At the center of the issue is a pattern researchers call ShadowMQ, in which insecure deserialization logic has been copied across projects. The original vulnerability was reported in Meta\’s Llama framework and involved using ZeroMQ\’s recv_pyobj() to accept pickled objects over a network-exposed socket, allowing an attacker who can send crafted data to trigger arbitrary code execution; maintainers also addressed related issues in the pyzmq library.

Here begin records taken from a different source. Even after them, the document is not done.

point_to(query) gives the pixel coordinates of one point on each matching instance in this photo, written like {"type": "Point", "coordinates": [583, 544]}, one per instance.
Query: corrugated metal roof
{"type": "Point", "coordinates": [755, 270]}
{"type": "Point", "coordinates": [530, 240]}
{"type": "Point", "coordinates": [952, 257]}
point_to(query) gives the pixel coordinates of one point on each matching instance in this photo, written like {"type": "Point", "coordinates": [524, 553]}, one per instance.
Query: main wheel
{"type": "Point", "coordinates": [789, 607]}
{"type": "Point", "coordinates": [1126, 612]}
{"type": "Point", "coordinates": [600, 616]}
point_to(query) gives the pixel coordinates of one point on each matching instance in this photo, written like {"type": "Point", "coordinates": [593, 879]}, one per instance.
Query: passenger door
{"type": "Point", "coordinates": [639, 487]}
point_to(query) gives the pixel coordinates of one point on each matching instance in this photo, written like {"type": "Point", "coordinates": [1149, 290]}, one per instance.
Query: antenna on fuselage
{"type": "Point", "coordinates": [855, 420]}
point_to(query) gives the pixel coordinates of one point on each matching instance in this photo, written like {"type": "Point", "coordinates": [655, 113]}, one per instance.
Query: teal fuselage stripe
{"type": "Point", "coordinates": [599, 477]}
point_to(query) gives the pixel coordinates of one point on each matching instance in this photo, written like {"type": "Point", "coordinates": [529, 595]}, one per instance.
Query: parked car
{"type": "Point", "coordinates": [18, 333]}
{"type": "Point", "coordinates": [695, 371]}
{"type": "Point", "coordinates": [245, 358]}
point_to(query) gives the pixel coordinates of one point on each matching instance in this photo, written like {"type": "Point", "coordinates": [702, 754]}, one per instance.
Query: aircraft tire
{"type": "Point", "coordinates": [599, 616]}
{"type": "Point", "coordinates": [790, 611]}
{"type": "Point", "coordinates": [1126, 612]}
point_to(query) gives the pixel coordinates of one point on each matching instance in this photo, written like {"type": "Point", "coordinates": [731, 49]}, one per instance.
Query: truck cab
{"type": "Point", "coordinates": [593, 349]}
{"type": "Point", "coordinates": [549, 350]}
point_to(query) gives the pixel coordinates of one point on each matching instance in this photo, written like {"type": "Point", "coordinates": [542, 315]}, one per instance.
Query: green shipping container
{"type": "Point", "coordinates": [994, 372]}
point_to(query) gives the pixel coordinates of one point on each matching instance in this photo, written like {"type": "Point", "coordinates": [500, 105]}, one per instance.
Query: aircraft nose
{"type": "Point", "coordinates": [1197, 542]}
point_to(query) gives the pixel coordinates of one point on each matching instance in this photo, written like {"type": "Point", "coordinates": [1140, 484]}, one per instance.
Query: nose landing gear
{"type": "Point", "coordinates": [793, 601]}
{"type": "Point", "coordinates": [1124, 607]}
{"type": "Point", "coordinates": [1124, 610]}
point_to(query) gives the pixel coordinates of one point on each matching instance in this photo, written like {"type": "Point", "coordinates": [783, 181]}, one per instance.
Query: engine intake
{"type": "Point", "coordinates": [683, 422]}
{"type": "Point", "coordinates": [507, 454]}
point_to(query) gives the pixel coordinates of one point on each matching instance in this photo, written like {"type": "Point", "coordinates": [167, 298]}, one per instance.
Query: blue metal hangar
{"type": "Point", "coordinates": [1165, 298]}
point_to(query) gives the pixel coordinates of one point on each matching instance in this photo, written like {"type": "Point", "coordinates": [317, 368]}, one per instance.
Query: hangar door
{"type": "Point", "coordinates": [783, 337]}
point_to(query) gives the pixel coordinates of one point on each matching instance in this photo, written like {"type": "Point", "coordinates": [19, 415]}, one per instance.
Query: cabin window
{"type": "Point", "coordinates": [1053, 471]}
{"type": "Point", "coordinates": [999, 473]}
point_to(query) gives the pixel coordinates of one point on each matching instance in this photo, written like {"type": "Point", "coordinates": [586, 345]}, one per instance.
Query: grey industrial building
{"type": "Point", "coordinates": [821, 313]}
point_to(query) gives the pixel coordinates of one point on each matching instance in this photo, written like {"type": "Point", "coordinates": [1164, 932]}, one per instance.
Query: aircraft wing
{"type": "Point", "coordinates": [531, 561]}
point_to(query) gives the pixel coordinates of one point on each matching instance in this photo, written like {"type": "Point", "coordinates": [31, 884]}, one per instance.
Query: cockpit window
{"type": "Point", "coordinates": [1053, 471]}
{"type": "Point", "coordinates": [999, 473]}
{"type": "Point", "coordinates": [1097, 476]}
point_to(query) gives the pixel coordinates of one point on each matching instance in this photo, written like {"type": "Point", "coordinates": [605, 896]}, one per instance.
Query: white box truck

Oligo said the same unsafe pattern – pickle deserialization over unauthenticated ZMQ TCP sockets – recurred in multiple inference frameworks. The issues have been assigned identifiers including CVE-2025-30165 for vLLM (CVSS 8.0), CVE-2025-23254 for NVIDIA TensorRT-LLM (CVSS 8.8, fixed in version 0.18.2) and a commit addressing CVE-2025-60455 for Modular Max Server; vLLM maintainers have switched to the V1 engine by default and SGLang has implemented what has been described as incomplete fixes, while Microsoft\’s Sarathi-Serve remained unpatched in the disclosure.

Researchers traced how the vulnerability pattern propagated, saying it often arose from direct code reuse or copy-pasting: vulnerable files indicate adaptations between projects, and one project borrowed logic from another, effectively repeating the same unsafe practice across codebases, the report said.

Because inference engines are often deployed as cluster nodes, a successful compromise of a single node could allow attackers to execute arbitrary code, escalate privileges, steal models or deploy persistent malicious payloads such as cryptocurrency miners, the researchers warned.

Separately, AI security platform Knostic reported techniques to compromise Cursor\’s built-in browser via JavaScript injection and by registering a rogue local Model Context Protocol server. The report said a malicious MCP server can replace browser pages to harvest credentials.

The Knostic report also demonstrated how a malicious extension or injected JavaScript can run inside the Node.js interpreter used by the IDE, inheriting full file-system privileges and the ability to modify or persist code and extensions, which the company said could turn the IDE into a malware distribution and exfiltration platform. The researchers recommended disabling Auto-Run features, vetting extensions, installing MCP servers only from trusted sources, using least-privilege API keys and auditing MCP server code for critical integrations.